Samsung Galaxy Tab Yakin Kalahkan iPad

JAKARTA,fannynewsform.blogspot.com



Samsung meluncurkan produk terbarunya, Samsung Galaxy Tab, Sabtu (30/10/2010). Peluncuran yang digelar di Plaza Senayan itu adalah peluncuran kedua yang dilangsungkan di Asia Tenggara, setelah sebelumnya diadakan di Thailand.
Eka Anwar, Head of Marketing HHP Division PT Samsung Electronics Indonesia, optimistis bahwa penjualan Samsung Galaxy Tab akan bagus, terutama jika melihat antusiasme konsumen di hari pertama peluncurannya. Ia bahkan yakin penjualan tablet baru keluaran Samsung ini mampu mengalahkan penjualan iPad buatan Apple.
"Saya yakin penjualan produk ini mampu mengalahkan iPad sebab Samsung Galaxy Tab punya keunggulan di portability. Ukurannya lebih kecil, hanya 7 inci, jadi di tangan enak. Selain itu, produk ini juga bisa buat nelepon. Jadi, it does everything," ungkapnya.

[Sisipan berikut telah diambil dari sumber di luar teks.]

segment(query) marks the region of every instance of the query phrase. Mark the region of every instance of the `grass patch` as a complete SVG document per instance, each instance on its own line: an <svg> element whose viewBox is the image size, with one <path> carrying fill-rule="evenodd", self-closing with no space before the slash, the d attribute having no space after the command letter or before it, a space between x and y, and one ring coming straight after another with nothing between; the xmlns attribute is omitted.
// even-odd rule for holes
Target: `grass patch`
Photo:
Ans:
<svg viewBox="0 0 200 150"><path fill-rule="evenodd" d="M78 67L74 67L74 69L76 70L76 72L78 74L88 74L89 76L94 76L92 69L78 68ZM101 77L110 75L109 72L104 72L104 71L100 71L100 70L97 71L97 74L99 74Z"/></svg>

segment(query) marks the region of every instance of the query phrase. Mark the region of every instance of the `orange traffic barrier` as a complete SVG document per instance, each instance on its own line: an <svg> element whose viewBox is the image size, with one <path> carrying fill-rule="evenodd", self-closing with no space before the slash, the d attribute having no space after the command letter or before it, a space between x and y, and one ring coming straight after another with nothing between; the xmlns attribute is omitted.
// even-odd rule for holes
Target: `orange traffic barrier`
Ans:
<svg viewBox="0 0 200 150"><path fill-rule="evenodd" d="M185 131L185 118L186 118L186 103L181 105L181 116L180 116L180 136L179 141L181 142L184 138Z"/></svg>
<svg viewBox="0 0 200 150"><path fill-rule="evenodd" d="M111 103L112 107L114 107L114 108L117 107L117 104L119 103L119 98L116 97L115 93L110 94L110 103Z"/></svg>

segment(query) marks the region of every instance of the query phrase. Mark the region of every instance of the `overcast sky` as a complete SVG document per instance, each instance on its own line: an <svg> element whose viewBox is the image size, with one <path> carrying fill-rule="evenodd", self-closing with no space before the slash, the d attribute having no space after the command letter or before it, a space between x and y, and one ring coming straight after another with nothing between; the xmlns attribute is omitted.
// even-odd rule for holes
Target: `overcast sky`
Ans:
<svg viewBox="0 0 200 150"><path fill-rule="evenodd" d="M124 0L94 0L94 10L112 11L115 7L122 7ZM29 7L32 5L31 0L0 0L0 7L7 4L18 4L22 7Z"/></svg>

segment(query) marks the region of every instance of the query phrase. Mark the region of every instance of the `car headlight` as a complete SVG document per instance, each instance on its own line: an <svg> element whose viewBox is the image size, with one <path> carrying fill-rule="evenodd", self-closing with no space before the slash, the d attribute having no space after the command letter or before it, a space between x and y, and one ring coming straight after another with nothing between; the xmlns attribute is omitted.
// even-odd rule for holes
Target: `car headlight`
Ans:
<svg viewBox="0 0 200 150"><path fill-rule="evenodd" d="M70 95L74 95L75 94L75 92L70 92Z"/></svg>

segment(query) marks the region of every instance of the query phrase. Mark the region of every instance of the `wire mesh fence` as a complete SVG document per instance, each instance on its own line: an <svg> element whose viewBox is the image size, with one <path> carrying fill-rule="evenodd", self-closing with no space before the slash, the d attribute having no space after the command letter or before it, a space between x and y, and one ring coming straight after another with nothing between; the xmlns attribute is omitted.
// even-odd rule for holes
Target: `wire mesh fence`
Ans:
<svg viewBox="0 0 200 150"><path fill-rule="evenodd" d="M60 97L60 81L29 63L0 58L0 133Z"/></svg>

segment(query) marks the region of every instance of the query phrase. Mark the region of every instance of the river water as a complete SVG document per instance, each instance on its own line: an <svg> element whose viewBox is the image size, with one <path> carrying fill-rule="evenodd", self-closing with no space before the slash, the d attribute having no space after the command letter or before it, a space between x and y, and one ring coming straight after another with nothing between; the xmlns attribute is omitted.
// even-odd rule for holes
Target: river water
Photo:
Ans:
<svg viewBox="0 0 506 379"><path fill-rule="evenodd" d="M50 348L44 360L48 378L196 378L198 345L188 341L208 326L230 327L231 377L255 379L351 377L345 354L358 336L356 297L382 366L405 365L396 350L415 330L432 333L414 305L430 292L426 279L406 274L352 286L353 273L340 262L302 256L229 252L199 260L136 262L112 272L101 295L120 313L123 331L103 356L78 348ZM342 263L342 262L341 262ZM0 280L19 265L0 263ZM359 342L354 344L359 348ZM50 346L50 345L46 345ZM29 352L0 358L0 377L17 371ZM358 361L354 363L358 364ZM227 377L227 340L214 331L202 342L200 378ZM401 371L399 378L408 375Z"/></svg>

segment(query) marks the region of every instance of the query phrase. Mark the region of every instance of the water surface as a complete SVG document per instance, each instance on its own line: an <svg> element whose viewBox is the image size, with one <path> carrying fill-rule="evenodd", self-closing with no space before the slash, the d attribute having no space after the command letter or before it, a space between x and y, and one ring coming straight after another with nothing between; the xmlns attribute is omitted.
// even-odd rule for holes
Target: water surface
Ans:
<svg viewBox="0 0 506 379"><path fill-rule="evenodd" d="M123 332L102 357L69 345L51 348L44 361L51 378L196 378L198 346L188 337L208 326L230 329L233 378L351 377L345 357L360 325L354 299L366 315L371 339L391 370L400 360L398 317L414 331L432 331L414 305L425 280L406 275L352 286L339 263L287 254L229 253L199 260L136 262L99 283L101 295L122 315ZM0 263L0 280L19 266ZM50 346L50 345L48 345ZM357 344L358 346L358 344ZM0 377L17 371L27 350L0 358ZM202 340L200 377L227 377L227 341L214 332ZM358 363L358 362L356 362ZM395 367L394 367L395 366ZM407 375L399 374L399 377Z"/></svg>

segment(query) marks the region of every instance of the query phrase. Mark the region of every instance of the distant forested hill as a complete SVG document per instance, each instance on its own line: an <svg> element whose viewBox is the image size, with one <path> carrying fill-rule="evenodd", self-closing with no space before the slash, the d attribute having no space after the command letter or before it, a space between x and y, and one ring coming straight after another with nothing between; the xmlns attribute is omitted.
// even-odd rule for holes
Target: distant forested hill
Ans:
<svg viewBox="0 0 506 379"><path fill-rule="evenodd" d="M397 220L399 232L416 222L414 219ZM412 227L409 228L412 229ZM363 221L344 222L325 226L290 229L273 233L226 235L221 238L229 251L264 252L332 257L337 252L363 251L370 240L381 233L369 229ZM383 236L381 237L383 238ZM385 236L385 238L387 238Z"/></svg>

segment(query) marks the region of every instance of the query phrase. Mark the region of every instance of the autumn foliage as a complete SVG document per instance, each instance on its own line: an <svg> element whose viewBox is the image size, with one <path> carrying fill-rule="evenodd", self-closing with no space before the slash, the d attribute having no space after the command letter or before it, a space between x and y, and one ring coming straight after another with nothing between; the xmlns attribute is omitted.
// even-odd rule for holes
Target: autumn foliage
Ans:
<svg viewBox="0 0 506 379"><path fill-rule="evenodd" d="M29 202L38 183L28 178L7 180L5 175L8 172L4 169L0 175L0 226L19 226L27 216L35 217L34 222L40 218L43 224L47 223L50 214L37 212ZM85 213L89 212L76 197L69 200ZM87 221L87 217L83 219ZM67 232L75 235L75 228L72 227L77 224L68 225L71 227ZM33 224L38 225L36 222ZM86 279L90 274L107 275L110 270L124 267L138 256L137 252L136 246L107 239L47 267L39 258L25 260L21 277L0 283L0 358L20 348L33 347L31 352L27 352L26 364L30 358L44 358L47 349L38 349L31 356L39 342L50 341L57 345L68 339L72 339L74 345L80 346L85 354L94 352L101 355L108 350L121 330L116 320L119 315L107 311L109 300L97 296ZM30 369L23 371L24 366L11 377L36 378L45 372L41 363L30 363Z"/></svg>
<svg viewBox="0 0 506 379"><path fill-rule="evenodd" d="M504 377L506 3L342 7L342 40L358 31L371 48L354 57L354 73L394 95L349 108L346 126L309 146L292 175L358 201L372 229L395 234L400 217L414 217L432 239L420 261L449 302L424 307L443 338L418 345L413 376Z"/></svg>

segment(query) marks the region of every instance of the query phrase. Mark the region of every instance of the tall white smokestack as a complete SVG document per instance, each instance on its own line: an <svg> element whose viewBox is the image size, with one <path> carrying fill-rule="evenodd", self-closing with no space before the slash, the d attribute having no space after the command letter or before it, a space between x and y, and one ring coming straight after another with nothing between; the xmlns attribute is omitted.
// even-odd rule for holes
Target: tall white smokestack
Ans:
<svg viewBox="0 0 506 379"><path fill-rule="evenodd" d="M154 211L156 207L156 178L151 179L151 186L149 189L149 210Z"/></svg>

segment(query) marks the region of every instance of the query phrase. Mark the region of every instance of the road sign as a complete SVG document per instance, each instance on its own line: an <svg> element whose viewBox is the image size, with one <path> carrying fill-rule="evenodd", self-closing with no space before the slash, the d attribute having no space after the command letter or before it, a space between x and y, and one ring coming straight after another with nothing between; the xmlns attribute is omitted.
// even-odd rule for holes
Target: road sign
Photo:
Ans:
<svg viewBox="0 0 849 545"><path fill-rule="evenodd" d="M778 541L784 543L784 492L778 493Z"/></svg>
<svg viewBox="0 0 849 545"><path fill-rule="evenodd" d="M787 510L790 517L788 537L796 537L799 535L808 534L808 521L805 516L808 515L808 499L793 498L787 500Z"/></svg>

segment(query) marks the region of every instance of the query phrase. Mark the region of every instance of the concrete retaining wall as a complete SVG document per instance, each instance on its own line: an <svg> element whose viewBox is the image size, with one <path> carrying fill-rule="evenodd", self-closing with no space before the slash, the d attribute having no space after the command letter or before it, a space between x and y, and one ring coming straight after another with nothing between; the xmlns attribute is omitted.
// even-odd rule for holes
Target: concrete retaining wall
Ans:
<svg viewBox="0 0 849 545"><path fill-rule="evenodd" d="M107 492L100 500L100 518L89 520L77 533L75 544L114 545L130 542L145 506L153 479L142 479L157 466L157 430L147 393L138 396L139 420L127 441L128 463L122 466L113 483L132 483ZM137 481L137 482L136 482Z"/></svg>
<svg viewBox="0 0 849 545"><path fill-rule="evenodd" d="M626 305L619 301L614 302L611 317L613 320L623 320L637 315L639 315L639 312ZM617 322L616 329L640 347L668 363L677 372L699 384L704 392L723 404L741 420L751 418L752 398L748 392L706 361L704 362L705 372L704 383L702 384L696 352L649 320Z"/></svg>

Ia mengatakan, saat ini Samsung hanya perlu membangun brand-nya. Hal itu ditekankan sebab mungkin brand lain bisa dengan mudah laku sebab citranya sudah kuat. Ia cukup optimistis dalam membangun citra itu karena saat ini penjualan Samsung pun meningkat dari nomor 3 dunia menjadi nomor 2 dunia.
Menanggapi komentar Steve Jobs bahwa ukuran tablet 7 inci dianggap terlalu kecil, Eka mengatakan, "Saya tidak setuju bahwa ukuran 7 inci terlalu kecil dan 10 inci-lah yang paling enak. Yang menentukan enak atau tidak enak itu kan konsumen, mereka memiliki kebutuhan yang berbeda-beda. Mungkin juga ada yang bilang 10 inci itu kekecilan karena yang dibutuhkan laptop."
Ia mengatakan bahwa ukuran 7 inci cocok karena pas dengan genggaman. Selain itu, bisa dimasukkan dalam saku celana sehingga memudahkan dalam membawa. Dengan ukuran tersebut, pengguna juga sudah memiliki layar yang cukup lebar untuk membaca buku digital atau browsing di internet. Ditambah dua kamera yang ada, kata dia, Samsung Galaxy Tab juga bisa memuaskan orang Indonesia yang masih suka ngobrol.
Memungkas pembicaraan, ia justru mengatakan bahwa penjualan tablet 7 inci akan menjadi tren tahun 2011. "Saya yakin penjualan tablet 7 inci akan jadi tren tahun depan. Tidak hanya Samsung, tapi juga produk lain. Saya yakin persaingannya akan sangat kuat."